Quoi qu’il en coûtât, Ilana sortit son porte monnaie en perles roses, et l'observa un moment.

Le petit rat de l’opéra se faufila dans le dédale des coulisses, elle courut, elle voulait le cacher le plus loin possible. Elle avait peur.

Bernadette n’avait jamais imaginé qu’elle succomberait à Edgard dans un recoin de coulisse.
Elle s’était imaginée beaucoup de scénarios, mais rien d’aussi pressant.

Une odeur de vieux bois moisi vint lui piquer le nez, cela ne sembla pas déranger Edgard, qui déjà humait sa poitrine. Il se pressa contre elle, presque à l’étouffer.

Quand soudain, comme deux perles suspendues dans le vide, Bernadette distinga un regard.
Quelqu’un les observait. Quelqu’un savait maintenant.
Il n’était pas besoin de sortir des mots, de se justifier. Elle tenait maintenant la réputation de Madame Pimel entre ses lèvres.
Leurs yeux conclurent un accord.

La salle du Soleil est noire, le rideau s’ouvre, on entend juste le toussotement des membres du jury.

Jo s’élança, petit feu follet blanc, elle dansa avec le vent. Point de sol, elle flottait. Monsieur Arabesque penchée, Monsieur Attitude, Madame Saut de chat et Mademoiselle Sissone, Madame Grand jeté, et Messieurs Balancé et Déboulé, ils sont tous là, pour ce rendez-vous.

Pour Jo qui dansait .

Dans une magnifique glissade cambrée, elle s’inclina devant ces adultes ébahies par la magie de ce petit corps, écho de leur jeunesse envolée...L’image de Jo brillait encore sur leurs pupilles.

Quel talent cette petite ! Un applaudissement en entraîna un puis un autre, puis d’autres. Le Jury n’avait déjà plus le cœur à regarder les autres candidates.

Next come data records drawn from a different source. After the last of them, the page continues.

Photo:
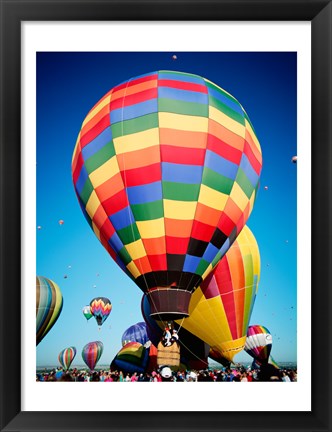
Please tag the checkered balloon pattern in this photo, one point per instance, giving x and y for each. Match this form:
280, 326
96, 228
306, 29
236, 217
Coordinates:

Willy Rizzo Willy Rizzo Leslie Caron Opéra de Paris, 1950

Willy Rizzo Willy Rizzo Leslie Caron Opéra de Paris, 1950

Il paraît qu’ils nous envoient les résultats des délibérations par courrier, tu savais ?
Ilana, les yeux vides, se tourna vers la voix qu’elle perçut de loin.

Elle aussi avait vu Jo danser.

Mademoiselle Pimel était devenue très froide avec Jo. Et lorsque la maman de Jo vint la chercher à la gare, elle resta longuement à parler avec elle. Jo regarda sa mère, elle semblait prendre sa tête dans ses mains.Que se passait-il ? La maman de Jo s’approcha prestement. Une douleur percuta la joue de Jo .

« Il n’y pas de voleuse dans notre famille tu m’entends, tu ne danseras plus... tu te rends compte un porte monnaie en perles...où l’as tu caché ? tu te rends compte ...la réputation de notre famille ».